| The FDA issued a warning yesterday for weight-loss drug compounders: the party may soon be over. Why it matters: Sellers profiting from a surge of copycat alternatives to the newly popular GLP-1 drugs are suddenly facing the prospect of being locked out of a red-hot market. Catch up quick The FDA yesterday took tirzepatide injections (Eli Lilly's Mounjaro and Zepbound) off of its official drug-shortage list. - The drugs' appearance on the list 22 months ago had triggered a rush of companies seeking to exploit a loophole that allowed them to sell compounded versions of the injections.
That's all changing. "Pharmacies must immediately cease preparing and dispensing compounded copies of Mounjaro and Zepbound," the Alliance for Pharmacy Compounding said in a statement. - Lilly said those mass-producing compounded and counterfeit tirzepatide "need to stop immediately."
- The message was clear: "Compounders beware," Leerink Partners analyst David Risinger wrote today.
The impact: Telehealth platform Hims & Hers, one of the most prominent companies to offer compounded GLP-1 drugs, saw its stock close down 9.6% today. - Hims doesn't actually offer compounded tirzepatide.
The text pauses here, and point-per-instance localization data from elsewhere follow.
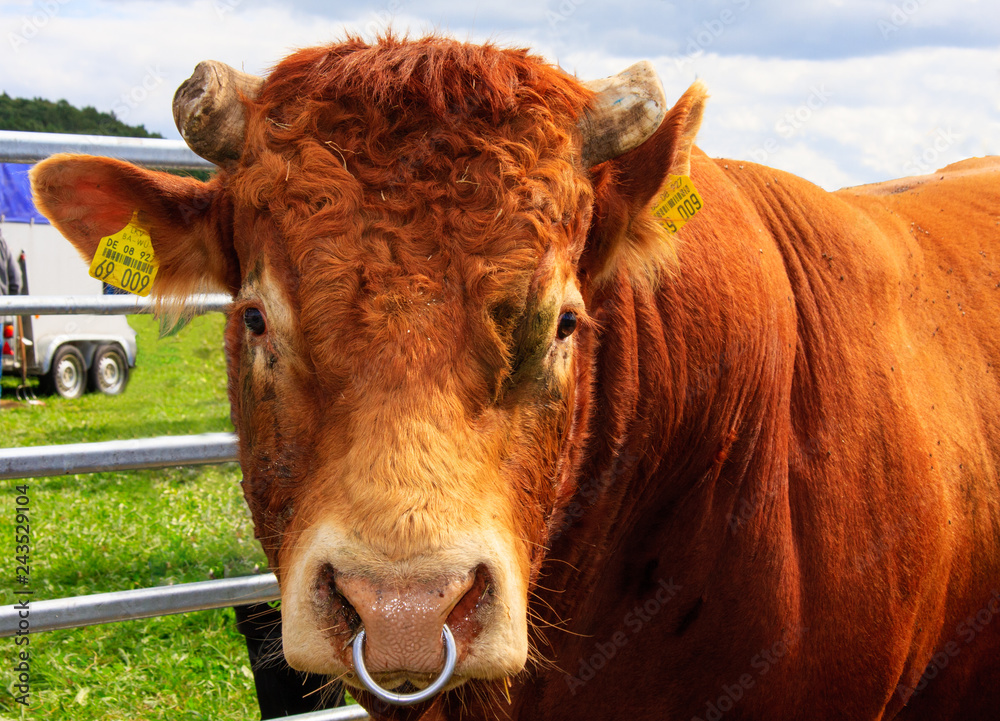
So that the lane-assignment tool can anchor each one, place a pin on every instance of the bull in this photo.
(508, 439)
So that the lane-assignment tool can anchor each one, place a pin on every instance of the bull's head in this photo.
(413, 233)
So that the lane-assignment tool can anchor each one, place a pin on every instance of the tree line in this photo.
(44, 116)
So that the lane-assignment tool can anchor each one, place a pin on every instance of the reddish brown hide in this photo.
(758, 481)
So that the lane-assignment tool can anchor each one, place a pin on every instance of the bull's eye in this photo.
(254, 321)
(567, 324)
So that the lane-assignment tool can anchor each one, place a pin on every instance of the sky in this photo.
(840, 92)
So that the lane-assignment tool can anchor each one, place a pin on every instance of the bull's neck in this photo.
(685, 468)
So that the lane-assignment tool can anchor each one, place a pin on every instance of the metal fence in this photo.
(22, 147)
(166, 451)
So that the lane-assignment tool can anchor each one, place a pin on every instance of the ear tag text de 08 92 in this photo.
(126, 260)
(678, 203)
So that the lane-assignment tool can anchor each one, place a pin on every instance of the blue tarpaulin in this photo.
(15, 195)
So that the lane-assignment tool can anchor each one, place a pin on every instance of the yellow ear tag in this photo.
(678, 203)
(125, 259)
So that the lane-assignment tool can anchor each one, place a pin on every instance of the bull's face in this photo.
(407, 232)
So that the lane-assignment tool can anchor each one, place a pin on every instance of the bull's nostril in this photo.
(341, 617)
(464, 619)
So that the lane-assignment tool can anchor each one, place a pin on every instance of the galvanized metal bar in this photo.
(102, 304)
(60, 613)
(344, 713)
(25, 147)
(162, 452)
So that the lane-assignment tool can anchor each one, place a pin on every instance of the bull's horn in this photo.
(208, 111)
(626, 110)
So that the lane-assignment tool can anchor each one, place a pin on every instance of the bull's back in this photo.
(940, 235)
(893, 469)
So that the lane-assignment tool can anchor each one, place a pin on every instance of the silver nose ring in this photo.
(405, 699)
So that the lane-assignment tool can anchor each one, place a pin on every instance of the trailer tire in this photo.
(109, 371)
(68, 375)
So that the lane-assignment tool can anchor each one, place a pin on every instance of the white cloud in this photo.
(769, 65)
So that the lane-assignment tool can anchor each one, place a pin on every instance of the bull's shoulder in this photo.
(975, 169)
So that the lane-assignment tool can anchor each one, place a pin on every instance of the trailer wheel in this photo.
(68, 375)
(109, 372)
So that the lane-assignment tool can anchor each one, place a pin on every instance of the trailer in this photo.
(71, 354)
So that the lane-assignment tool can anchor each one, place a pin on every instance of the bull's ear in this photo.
(88, 198)
(623, 236)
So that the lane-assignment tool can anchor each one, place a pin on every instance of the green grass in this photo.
(112, 531)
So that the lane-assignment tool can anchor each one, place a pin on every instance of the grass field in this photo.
(113, 531)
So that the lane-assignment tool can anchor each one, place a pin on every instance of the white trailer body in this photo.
(53, 267)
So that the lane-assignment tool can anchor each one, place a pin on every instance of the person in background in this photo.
(10, 278)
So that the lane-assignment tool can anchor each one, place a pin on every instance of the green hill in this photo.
(44, 116)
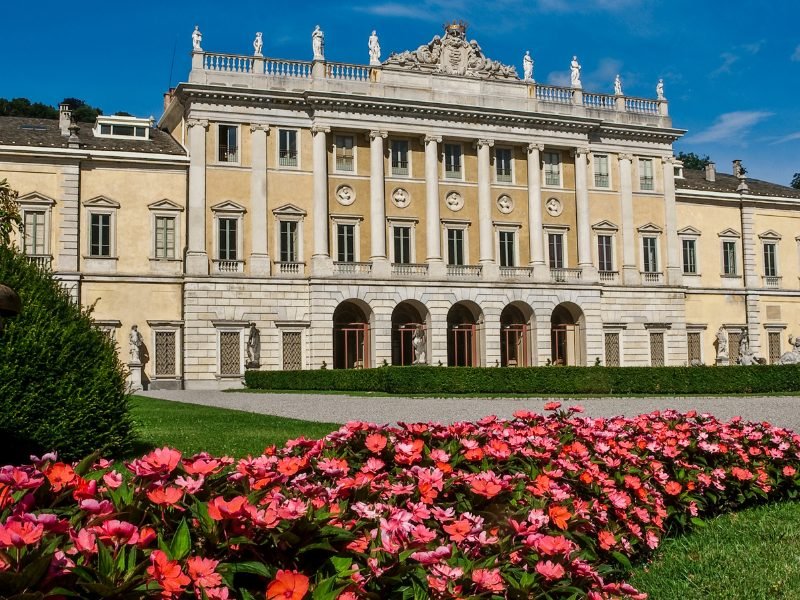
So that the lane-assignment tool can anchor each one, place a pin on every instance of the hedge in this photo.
(62, 386)
(757, 379)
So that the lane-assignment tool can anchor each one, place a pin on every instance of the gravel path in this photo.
(783, 411)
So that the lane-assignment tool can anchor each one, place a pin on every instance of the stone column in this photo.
(674, 274)
(259, 253)
(433, 238)
(588, 270)
(630, 272)
(535, 230)
(321, 263)
(196, 254)
(489, 268)
(377, 206)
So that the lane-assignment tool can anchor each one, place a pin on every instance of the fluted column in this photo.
(535, 230)
(588, 270)
(433, 236)
(630, 272)
(489, 268)
(674, 270)
(259, 244)
(321, 263)
(377, 206)
(196, 255)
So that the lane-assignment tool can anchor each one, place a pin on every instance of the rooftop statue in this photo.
(452, 55)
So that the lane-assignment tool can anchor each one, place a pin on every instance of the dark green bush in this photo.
(538, 380)
(62, 386)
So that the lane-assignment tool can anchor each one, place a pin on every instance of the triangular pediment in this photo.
(36, 198)
(102, 201)
(164, 204)
(228, 206)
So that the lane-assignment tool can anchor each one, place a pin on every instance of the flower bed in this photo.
(534, 507)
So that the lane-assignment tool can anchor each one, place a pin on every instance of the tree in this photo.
(693, 161)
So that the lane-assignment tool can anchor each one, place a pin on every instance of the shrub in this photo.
(62, 386)
(757, 379)
(534, 507)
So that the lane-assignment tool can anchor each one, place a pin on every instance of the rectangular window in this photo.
(502, 161)
(770, 260)
(601, 178)
(227, 239)
(650, 258)
(288, 241)
(555, 245)
(507, 254)
(287, 150)
(605, 257)
(165, 237)
(646, 174)
(228, 145)
(452, 161)
(344, 153)
(34, 232)
(402, 245)
(399, 157)
(455, 246)
(552, 168)
(612, 349)
(729, 258)
(100, 234)
(689, 256)
(346, 242)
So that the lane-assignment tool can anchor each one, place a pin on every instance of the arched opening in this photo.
(351, 336)
(464, 324)
(410, 334)
(516, 348)
(567, 339)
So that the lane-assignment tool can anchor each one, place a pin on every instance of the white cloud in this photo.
(731, 127)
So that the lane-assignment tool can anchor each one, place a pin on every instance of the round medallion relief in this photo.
(505, 204)
(345, 195)
(401, 198)
(553, 207)
(454, 201)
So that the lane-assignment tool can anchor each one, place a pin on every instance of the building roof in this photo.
(695, 179)
(45, 133)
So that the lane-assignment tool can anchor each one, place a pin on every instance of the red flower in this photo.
(290, 585)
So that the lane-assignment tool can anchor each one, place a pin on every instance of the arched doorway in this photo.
(351, 336)
(567, 335)
(410, 334)
(515, 335)
(464, 324)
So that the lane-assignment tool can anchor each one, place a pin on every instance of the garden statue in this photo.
(418, 341)
(374, 49)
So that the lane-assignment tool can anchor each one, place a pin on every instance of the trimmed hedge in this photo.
(757, 379)
(62, 386)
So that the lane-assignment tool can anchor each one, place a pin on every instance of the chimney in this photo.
(64, 118)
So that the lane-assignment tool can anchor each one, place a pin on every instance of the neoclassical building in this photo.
(289, 214)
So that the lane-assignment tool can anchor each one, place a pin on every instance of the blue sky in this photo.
(731, 69)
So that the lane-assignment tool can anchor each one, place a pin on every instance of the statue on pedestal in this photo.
(374, 49)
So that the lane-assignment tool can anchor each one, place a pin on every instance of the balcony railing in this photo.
(565, 275)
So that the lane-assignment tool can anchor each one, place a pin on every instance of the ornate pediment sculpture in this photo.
(452, 55)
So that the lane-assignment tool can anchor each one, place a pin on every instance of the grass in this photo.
(192, 428)
(750, 555)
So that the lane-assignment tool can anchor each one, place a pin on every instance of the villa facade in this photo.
(293, 215)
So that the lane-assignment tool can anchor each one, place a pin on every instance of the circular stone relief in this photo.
(553, 207)
(345, 195)
(505, 204)
(454, 201)
(401, 198)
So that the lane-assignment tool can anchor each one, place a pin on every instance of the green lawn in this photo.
(750, 555)
(192, 428)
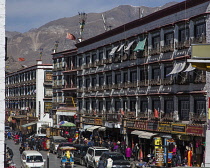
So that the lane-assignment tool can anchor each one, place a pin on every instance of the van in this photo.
(55, 141)
(31, 158)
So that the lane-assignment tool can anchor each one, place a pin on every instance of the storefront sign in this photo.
(179, 128)
(197, 130)
(142, 125)
(164, 127)
(98, 121)
(159, 157)
(152, 125)
(130, 124)
(89, 120)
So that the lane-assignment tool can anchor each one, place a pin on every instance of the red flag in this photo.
(21, 59)
(156, 113)
(70, 36)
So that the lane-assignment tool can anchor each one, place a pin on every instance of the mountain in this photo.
(39, 43)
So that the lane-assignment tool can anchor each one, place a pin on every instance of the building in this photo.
(64, 86)
(29, 97)
(135, 84)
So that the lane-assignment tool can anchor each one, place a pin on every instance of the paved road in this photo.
(53, 163)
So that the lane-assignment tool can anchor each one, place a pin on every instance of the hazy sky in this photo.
(23, 15)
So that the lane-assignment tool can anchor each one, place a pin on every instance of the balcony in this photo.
(143, 83)
(167, 81)
(182, 44)
(154, 82)
(200, 78)
(114, 117)
(167, 48)
(154, 51)
(125, 57)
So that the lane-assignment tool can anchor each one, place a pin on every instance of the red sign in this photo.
(197, 130)
(142, 125)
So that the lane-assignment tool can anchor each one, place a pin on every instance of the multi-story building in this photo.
(29, 96)
(64, 86)
(134, 81)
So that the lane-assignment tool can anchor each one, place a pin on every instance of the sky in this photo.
(23, 15)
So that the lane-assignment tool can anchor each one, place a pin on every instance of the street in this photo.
(54, 162)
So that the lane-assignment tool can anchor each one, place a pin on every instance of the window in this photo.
(144, 106)
(87, 82)
(100, 55)
(155, 73)
(94, 81)
(108, 105)
(117, 106)
(184, 109)
(101, 80)
(80, 61)
(133, 105)
(125, 77)
(169, 107)
(109, 79)
(200, 108)
(183, 35)
(169, 38)
(167, 70)
(143, 74)
(200, 30)
(87, 60)
(94, 57)
(156, 42)
(117, 78)
(133, 76)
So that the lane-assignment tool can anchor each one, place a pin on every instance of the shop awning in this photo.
(147, 135)
(179, 67)
(113, 50)
(65, 113)
(140, 46)
(136, 132)
(93, 128)
(129, 45)
(29, 124)
(189, 68)
(102, 129)
(119, 49)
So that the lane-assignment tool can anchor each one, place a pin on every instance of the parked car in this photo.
(115, 159)
(80, 152)
(55, 141)
(60, 152)
(31, 158)
(93, 155)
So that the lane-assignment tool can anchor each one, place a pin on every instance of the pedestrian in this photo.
(128, 153)
(10, 152)
(101, 163)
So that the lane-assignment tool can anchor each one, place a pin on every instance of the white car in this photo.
(93, 154)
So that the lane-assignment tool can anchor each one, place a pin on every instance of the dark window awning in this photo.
(113, 51)
(120, 48)
(140, 46)
(189, 68)
(129, 45)
(29, 124)
(179, 67)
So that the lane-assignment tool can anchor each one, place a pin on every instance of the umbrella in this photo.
(68, 124)
(62, 122)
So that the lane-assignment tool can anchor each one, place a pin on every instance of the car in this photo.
(79, 153)
(32, 158)
(55, 141)
(60, 152)
(93, 154)
(115, 159)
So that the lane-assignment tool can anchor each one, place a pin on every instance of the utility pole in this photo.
(2, 80)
It offers a compounded version of semaglutide, the key ingredient in Novo Nordisk's Wegovy, which remains on the FDA's shortage list for now.
Zoom out: Compounders say they're improving access for people who have been prescribed GLP-1s for diabetes and obesity but are still scrambling to find the drugs, Axios' Tina Reed reported in September. - Patients will be "caught flat-footed" by the latest FDA decision, Alliance for Pharmacy Compounding CEO Scott Brunner said in a statement.